Поначалу Медовый Штым вида не подал, что недоволен поведением подшефного випа. Обжившись (если так можно сказать про нежить) в кресле, расстегнул шинельку, под которой ни оказалось ничего помимо не совсем свежего вида майки, почесал впалую грудь и спросил с тем задором, каким пытают малышей Деды Морозы:
— Ну, Урман, врубаешься, чего это папа вдруг пришкандыбал на огонёк?
Говорил он с веселой придурковатостью, а глядел так, что казалось, подсунь гвоздь, взглядом его вобьёт Урману между глаз. Однако вип глаз не отвёл, выдержал давление и ответил с завидным спокойствием:
— Причина вашего визита, уважаемый личер, мне, признаться, не ведома. Тем не менее, я рад. И весьма.
— Зря, — ухмыльнулся Штым. — Зря, Урманчик, радуешься. На твоём месте, родной мой, не радоваться нужно, а потеть.
— Это отчего же? — почти вызывающе уточнил Урман.

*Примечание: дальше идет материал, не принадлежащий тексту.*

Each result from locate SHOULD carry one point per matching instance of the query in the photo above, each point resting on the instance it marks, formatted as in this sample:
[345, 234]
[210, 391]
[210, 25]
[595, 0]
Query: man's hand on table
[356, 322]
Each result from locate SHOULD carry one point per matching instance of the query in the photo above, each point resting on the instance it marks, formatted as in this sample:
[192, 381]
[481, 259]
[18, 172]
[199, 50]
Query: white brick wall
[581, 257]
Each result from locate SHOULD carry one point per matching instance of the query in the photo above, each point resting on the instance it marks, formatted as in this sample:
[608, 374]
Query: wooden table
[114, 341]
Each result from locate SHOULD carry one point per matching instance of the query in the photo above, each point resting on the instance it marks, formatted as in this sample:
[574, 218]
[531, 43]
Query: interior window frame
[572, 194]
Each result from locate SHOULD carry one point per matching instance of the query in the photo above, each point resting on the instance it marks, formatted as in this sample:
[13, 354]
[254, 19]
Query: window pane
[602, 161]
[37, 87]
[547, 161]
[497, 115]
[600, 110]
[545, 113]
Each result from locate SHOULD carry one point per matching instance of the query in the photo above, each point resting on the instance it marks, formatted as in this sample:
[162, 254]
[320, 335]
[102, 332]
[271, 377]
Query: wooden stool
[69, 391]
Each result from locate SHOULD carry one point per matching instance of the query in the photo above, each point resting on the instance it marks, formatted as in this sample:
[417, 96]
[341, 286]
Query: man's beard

Стало видно, что он страшным усилием воли подавляет непреодолимое желание вцепиться Штыму в горло. Самой лютой ненавистью ненавидел высоко себя ставивший вип старого прощелыгу. И за вид его помойный, и за отношение хамское, и за то, что помешал расправиться по-свойски с драконом. А самое главное — за то, что волею судьбы и решением Братства вынужден ему подчиняться и по первому его требованию Силой питать.

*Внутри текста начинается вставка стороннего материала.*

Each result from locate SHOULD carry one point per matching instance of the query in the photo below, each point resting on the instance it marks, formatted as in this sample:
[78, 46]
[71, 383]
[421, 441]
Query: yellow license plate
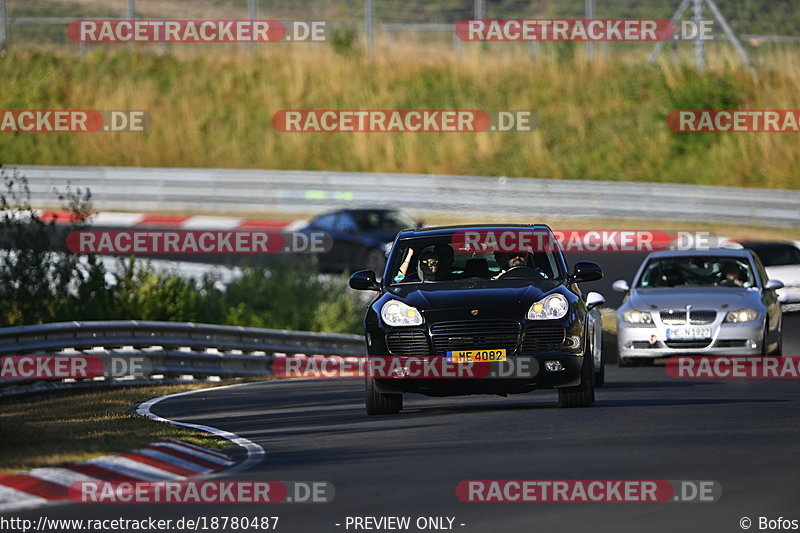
[477, 356]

У-у, как у них всё тут непросто, подумал я. Чего доброго сцепятся сейчас. Подумал так и решил: пока суд да дело нужно хоть как-то подготовиться к возможной заварушке. Нашёл взглядом кольт, поднял его и, вспомнив, что где-то лежит футляр с тем самым патроном, которую прикупил давеча в кабаке у Адлера, стал шарить по карманам. Как ни крути, а один патрон гораздо лучше, чем ни одного. В сто тысяч миллионов раз лучше.
Тем времен Медяковый Штым произнёс, не сбиваясь с клоунского тона:
— А потеть тебя нужно, потому как виноват ты, Урманчик. Сильно ты перед папой провинился.
Урман нервным жестом поправил бабочку:
— Это в чём же?
— А ты не торопись, Урманчик. Сейчас тебе папа всё растолкует в лучшем виде. — Штым вдруг посерьезнел, сдвинул брови, отчего на лбу его прорезалась глубокая морщина, и стал цедить через губу: — Сдаётся прошлым разом ты, меринос бакалайный, перед сливом на ампуляк повёлся. Да ещё и с гомыркой. Нехорошо это, нехорошо. Ох, как нехорошо. Поплохело папе потом и опосля. Конкретно поплахело. Такой абстяг у папы кручённый случился, что три дня трикотажем закусывал. Что за гормыдор такой? Что за выверт тухлый?
Судя по всему, Урман никак не ожидал упрёка в преднамеренном отравлении. В чём, в чём, только не в этом. Оторопел на секунду, смутился и, видимо, не чувствуя за собой такой вины, стал как-то очень по-детски оправдываться:
— Не может такого быть. Свежак пользовал, ни разу не консервированные массы. Честное слово.
— Аще бо нет? — кисло хохотнул Штым.
Урман помолчал нмного, взял себя в руки и дёрнул горделиво подбородком:
— Обидны мне ваши претензии, уважаемый.
И тут повисла длиннющая пауза, в течение которой вампиры с переменным успехом лупили друг друга взглядами, а я, переведённый обстоятельствами в разряд статиста, заряжал пистолет найденным таки патроном.